I agree with you, that you have to equate to meeting the requirements of the infrastructure sector rather than becoming a financial intermediary.
So, I think the whole view could be taken, because I think we are still at a very nascent stage.
Do you think you should do your own loan appraisals now, rather than depend on the lead lender’s appraisal?
Initially, because of a lean staff, it was stipulated that we go by the appraisal of the lead bank. But we, of our own, (have) put a risk management system in place. Although the project is appraised, maybe, as viable by the lead bank, but it has to pass the rigour exercise of risk management system. If it confirms to the rating which has been approved, then only we will go ahead with the funding of those proposals. But I think going ahead, IIFCL would have to create capacity to appraise proposals.
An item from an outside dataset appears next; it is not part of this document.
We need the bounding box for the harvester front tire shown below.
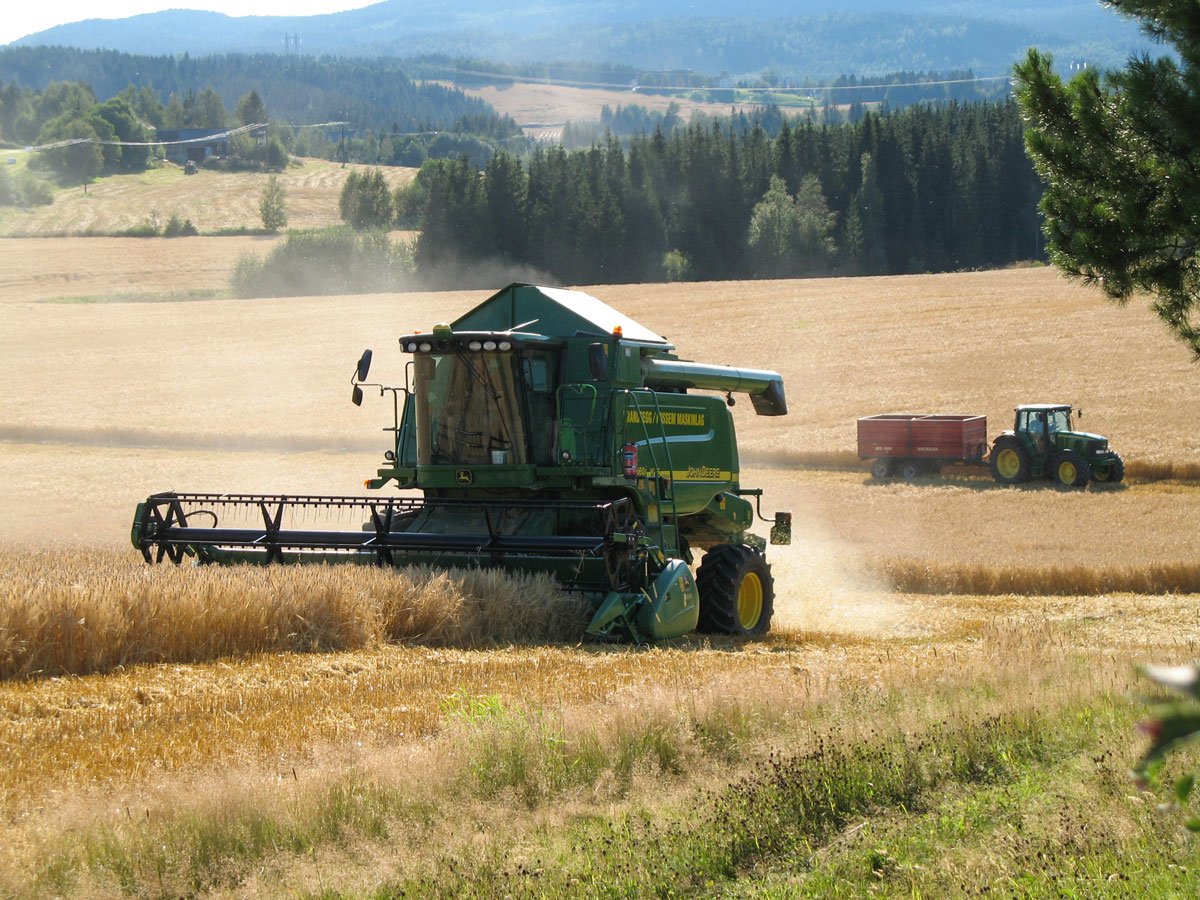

Will you meet this year’s disbursement target of Rs6,000 crore?
This year, that will be lowered because some companies have come for public issue. Or (to) some companies, instead of raising the loan, we have given letters of credit... That may come in the subsequent part of the year.
So what will be the disbursements this year?
Disbursements, I think, we should be around Rs4,000 crore.
Will the total disbursement target of Rs9,000 crore (since inception), as announced by the finance minister, be met by 31 March?
Rs9,000 (crore) will be met, because we are already Rs7,700 (crore).
Are you thinking of relaxing your lending cap, which is 20% of the cost of the project or to the private sector?
Twenty per cent of the cost of project means roughly about 25-30% of debt, which by all means is not a small amount. (On) the question of 20% to the private sector...I think the view has still to be taken whether to increase this limit...
What about overseas disbursements?
We have raised $250 million (Rs1,140 crore). They (overseas subsidiaries) have sanctioned nine proposals amounting to $1.5 billion with a project cost of about $13 billion. The disbursement so far is about $60 million. We hope that it may be around $125 million by the end of this financial year and maybe about $500 million by the next financial year.
Are you working on any new schemes?
Another area where we are working is credit enhancement.
I have mentioned earlier that bond market has not been developed, whereas, all over the world, the bond market is a vital source for funding of infrastructure projects. The problem is that all infrastructure projects have to be undertaken by special purpose vehicles, which don’t have any past financial data, so they can’t raise funds through bond market. So, one assumption could be, they could use the rating of IIFCL for raising these bonds. We have already appointed a consultant (and) the report has been received. That is being examined.